The table name and column family name of a table consist of letters, digits, and underscores (_) but cannot contain any special characters.

Sample Code

public void testCreateTable() {
  LOG.info("Entering testCreateTable.");

  // Specify the table descriptor.
  HTableDescriptor htd = new HTableDescriptor(tableName); // (1)

  // Set the column family name to info.
  HColumnDescriptor hcd = new HColumnDescriptor("info"); // (2)

  // Set data encoding methods. HBase provides DIFF,FAST_DIFF,PREFIX
  // and PREFIX_TREE
  hcd.setDataBlockEncoding(DataBlockEncoding.FAST_DIFF);  // Note [1]

  // Set compression methods, HBase provides two default compression
  // methods:GZ and SNAPPY
  // GZ has the highest compression rate,but low compression and
  // decompression efficiency,fit for cold data
  // SNAPPY has low compression rate, but high compression and
  // decompression efficiency,fit for hot data.
  // it is advised to use SANPPY
  hcd.setCompressionType(Compression.Algorithm.SNAPPY); 
  htd.addFamily(hcd); // (3)

  Admin admin = null;
  try {
    // Instantiate an Admin object.
    admin = conn.getAdmin(); // (4)
    if (!admin.tableExists(tableName)) {
      LOG.info("Creating table...");
      admin.createTable(htd); // Note [2] (5)
      LOG.info(admin.getClusterStatus());
      LOG.info(admin.listNamespaceDescriptors());
      LOG.info("Table created successfully.");
    } else {
      LOG.warn("table already exists");
    }
  } catch (IOException e) {
    LOG.error("Create table failed.", e);
  } finally {
    if (admin != null) {
      try {
        // Close the Admin object.
        admin.close();
      } catch (IOException e) {
        LOG.error("Failed to close admin ", e);
      }
    }
  }
  LOG.info("Exiting testCreateTable.");
}

Explanation

(1) Create a table descriptor.

(2) Create a column family descriptor.

(3) Add the column family descriptor to the table descriptor.

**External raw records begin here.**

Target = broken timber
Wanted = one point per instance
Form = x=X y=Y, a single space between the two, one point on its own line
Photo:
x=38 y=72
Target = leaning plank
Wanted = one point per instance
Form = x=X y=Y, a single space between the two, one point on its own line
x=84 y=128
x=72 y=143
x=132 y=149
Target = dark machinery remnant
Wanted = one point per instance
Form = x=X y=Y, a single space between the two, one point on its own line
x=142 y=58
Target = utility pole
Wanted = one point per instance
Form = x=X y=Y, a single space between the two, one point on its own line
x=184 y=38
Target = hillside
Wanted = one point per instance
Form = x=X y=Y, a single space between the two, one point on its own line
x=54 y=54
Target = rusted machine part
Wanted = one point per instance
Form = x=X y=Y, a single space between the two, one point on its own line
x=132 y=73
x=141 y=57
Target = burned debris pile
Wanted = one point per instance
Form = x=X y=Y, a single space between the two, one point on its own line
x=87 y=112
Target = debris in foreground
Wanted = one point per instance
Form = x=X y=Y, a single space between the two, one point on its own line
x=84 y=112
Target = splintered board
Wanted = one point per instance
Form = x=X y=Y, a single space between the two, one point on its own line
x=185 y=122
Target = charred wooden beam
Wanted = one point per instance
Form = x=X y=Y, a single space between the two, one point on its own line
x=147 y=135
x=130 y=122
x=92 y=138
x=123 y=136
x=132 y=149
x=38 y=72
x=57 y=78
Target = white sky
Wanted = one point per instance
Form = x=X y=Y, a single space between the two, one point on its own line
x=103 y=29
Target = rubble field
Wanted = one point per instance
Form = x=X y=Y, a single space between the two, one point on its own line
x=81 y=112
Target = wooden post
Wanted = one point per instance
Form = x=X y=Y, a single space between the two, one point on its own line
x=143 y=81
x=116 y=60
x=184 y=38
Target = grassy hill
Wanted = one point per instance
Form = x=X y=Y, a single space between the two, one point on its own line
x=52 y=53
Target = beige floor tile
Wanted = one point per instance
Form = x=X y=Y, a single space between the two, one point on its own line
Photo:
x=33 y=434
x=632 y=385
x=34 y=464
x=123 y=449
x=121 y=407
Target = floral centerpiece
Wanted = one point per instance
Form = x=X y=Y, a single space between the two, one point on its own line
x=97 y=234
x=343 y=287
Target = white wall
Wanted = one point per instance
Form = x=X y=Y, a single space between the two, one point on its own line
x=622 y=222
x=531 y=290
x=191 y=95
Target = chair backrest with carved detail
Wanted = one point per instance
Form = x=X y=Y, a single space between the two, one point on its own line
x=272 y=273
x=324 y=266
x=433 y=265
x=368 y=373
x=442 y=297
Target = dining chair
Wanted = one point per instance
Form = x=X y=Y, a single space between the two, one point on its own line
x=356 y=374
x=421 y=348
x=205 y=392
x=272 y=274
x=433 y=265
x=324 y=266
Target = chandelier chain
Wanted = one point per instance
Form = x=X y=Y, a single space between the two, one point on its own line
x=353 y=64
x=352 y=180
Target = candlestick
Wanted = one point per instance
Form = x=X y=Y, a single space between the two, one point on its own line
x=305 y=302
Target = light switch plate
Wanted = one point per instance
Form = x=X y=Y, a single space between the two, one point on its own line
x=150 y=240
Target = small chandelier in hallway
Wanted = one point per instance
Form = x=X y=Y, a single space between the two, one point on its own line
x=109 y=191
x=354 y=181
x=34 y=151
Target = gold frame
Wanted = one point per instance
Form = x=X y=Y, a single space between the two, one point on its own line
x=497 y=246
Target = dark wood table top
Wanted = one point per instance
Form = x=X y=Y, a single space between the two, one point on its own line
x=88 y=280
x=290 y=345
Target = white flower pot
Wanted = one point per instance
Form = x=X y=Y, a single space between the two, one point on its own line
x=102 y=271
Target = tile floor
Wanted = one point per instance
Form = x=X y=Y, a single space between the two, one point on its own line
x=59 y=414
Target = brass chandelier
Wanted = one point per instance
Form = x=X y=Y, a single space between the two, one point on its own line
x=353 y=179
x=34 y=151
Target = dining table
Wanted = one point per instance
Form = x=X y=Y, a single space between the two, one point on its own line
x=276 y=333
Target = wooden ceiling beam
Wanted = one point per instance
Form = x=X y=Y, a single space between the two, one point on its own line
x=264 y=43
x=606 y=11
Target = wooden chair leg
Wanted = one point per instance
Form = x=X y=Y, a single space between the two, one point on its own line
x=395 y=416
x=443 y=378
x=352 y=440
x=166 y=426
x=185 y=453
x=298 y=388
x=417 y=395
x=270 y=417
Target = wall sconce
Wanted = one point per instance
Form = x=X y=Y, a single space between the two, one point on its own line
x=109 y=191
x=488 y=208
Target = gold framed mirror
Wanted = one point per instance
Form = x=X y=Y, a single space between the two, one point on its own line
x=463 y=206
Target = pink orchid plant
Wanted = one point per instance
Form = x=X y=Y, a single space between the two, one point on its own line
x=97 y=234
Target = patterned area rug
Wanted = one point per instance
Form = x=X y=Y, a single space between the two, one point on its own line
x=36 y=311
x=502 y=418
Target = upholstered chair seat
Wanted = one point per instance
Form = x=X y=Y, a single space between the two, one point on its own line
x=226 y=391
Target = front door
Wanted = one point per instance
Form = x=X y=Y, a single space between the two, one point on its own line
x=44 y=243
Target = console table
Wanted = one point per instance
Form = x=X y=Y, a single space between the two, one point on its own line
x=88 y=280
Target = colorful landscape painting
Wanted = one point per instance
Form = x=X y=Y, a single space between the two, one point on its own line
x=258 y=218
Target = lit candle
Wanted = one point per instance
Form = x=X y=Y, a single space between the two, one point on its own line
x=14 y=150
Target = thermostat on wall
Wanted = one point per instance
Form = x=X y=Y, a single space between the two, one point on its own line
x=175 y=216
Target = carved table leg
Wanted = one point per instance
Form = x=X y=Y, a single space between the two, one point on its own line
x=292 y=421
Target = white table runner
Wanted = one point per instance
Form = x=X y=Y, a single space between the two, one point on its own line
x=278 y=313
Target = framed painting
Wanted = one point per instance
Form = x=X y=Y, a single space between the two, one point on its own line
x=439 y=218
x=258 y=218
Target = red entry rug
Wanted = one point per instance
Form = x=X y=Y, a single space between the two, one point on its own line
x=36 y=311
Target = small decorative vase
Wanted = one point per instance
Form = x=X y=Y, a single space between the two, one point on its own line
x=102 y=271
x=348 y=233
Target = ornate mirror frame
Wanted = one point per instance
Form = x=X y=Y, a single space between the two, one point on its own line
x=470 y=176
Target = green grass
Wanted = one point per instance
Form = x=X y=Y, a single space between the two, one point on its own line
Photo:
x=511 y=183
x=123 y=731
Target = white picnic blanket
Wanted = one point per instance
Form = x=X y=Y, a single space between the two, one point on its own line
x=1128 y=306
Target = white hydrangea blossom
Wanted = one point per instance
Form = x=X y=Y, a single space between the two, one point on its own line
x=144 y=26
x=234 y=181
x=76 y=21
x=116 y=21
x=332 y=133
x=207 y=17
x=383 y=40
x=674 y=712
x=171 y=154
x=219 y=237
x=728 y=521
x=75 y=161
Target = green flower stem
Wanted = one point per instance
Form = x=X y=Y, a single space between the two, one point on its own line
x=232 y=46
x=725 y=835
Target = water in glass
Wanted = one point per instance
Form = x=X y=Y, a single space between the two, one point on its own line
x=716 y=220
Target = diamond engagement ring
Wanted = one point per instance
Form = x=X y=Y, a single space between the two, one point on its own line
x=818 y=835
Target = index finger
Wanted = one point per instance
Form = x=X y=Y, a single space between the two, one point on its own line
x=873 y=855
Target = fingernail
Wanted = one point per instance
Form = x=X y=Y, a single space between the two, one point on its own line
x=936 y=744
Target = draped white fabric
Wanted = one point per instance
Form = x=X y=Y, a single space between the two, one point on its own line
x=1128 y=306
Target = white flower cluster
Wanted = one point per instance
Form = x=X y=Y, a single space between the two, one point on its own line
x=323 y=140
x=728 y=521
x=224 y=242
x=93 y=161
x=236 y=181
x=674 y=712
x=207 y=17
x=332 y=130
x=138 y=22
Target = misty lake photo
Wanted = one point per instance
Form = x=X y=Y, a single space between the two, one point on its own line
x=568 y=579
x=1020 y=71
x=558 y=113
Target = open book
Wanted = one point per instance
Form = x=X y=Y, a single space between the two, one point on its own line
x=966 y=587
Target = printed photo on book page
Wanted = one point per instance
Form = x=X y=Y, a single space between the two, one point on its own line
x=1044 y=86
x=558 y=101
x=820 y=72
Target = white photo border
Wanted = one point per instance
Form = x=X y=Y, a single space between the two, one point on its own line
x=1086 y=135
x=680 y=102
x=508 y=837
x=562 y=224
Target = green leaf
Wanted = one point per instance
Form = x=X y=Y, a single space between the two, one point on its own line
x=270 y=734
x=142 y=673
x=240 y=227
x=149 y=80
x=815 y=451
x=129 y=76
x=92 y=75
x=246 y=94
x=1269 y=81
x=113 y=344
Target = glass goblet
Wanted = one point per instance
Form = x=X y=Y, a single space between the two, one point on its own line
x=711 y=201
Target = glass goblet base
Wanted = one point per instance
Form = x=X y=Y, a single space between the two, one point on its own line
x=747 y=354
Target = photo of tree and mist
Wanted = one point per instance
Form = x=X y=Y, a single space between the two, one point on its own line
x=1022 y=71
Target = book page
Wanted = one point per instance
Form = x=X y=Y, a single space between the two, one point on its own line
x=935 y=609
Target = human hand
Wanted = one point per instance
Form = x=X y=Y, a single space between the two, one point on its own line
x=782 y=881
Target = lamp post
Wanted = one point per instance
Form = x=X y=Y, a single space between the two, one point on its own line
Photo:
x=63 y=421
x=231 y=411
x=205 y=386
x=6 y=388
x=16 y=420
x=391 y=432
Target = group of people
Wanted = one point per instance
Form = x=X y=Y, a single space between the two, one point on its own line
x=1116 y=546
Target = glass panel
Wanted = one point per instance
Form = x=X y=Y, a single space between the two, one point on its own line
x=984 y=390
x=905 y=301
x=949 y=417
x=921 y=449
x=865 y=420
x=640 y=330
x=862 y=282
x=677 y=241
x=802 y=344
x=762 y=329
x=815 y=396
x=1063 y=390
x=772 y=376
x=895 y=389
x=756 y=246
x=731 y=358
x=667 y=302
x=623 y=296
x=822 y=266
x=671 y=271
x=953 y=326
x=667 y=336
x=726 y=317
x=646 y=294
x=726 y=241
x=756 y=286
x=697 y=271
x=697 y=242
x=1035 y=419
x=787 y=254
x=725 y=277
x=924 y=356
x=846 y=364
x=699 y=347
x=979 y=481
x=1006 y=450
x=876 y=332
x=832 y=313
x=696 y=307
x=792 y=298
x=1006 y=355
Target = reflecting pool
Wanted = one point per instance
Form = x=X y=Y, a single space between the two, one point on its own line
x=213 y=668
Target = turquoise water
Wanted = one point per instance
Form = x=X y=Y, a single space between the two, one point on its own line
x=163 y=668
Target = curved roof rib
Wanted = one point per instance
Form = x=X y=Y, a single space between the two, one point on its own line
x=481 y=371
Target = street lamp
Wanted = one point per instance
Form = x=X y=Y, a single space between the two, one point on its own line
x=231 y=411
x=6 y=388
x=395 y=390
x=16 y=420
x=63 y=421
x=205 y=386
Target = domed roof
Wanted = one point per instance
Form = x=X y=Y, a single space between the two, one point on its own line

(4) Obtain the Admin object. You use the Admin object to create a table and a column family, check whether the table exists, modify the table structure and column family structure, and delete the table.

(5) Invoke the Admin object to create a table.

Precautions

  • Note [1] Use the following code to set the compression mode for a column family:
    // Set an encoding algorithm. HBase provides four encoding algorithms: DIFF, FAST_DIFF, PREFIX, and PREFIX_TREE.
     hcd.setDataBlockEncoding(DataBlockEncoding.FAST_DIFF); 
      
    // Set a file compression mode. By default, HBase provides two compression algorithms: GZ and SNAPPY.
    // GZ has a high compression rate but low compression and decompression performance. It is applicable to cold data.
     // SNAPPY has a low compression rate but high compression and decompression performance. It is applicable to hot data.
    // It is recommended that SNAPPY compression be enabled by default.
     hcd.setCompressionType(Compression.Algorithm.SNAPPY);
  • Note [2] Create a table by specifying the start and end RowKeys or pre-assigning regions using RowKey arrays. The code snippet is as follows:
    // Create a table with pre-split regions.
     byte[][] splits = new byte[4][]; 
     splits[0] = Bytes.toBytes("A"); 
     splits[1] = Bytes.toBytes("H"); 
     splits[2] = Bytes.toBytes("O"); 
     splits[3] = Bytes.toBytes("U"); 
     admin.createTable(htd, splits);